Deion Sanders and Bo Jackson played two sports as pros, but Sanders was a cornerback and Jackson a tailback. They didn't need to be at every practice and every meeting to be effective on Sundays. As a quarterback, Ward had to choose. He knew he didn't want to let down his basketball teammates, and playing hoops as a senior instead of preparing for the draft made his decision for him. Ward says Tony Dungy, then a Vikings assistant, tried to persuade his organization to take the QB in the opening round. On draft day the Chiefs called and suggested they might use a fifth-round choice on Ward. But he couldn't commit to being in camp because he intended to play in the NBA if he was a first-rounder in that draft. The Chiefs and the rest of the NFL moved on. The Knicks selected Ward in the first round that summer, and he played 11 years in the NBA.

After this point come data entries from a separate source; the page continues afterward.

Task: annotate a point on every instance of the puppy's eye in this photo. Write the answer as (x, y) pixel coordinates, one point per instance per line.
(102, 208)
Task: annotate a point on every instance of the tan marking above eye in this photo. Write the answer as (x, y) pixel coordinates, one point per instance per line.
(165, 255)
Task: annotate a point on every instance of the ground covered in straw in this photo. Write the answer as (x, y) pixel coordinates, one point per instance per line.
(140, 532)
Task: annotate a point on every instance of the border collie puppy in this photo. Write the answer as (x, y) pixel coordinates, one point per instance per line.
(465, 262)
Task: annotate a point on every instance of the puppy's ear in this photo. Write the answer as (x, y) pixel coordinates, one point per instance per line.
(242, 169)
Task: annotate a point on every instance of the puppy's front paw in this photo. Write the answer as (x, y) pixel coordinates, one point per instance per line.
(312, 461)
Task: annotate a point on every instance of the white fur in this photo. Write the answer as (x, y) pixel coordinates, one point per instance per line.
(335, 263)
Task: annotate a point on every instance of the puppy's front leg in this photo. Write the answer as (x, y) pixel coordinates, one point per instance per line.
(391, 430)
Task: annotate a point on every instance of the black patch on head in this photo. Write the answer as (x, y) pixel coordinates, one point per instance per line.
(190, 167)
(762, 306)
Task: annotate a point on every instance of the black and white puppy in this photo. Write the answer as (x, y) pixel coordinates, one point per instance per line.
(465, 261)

Ward hears What if? a lot. What if he had forsaken hoops and dedicated himself to football? What if he played in the NFL now, when, despite being just over 6 feet, his skill set would have enabled him to put up huge numbers? Ward, who now coaches high school basketball in Tallahassee, is at peace with his decision. He hopes Murray will make the choice that also makes him happy in his 40s. "He's doing the right thing getting an opportunity to live out his football dream in college," Ward says.
What happens next for the newest two-sport star? Like Ward in ’93, he’s just trying to live in the moment. "I just try to go out there every Saturday and do what I've always done," he says. "That's play the game I love ... "
"And put on a show."
On some distant, muggy July afternoon, the A’s will face the Royals in the second game of a three-game series in Kansas City. Murray, then an 11-year veteran, will step to the plate and lace a ball into the gap between the left-fielder and the center-fielder. It’s a double for everyone else. He can still turn it into a triple. As the population of a half-empty stadium murmurs its astonishment, a fan in a crimson and cream cap bearing the letters OU will turn to his buddy. The first words that tumble from his mouth will be “I remember.” Then he’ll tell the story of a Heisman race for the ages.
The legend still won’t match what actually happened.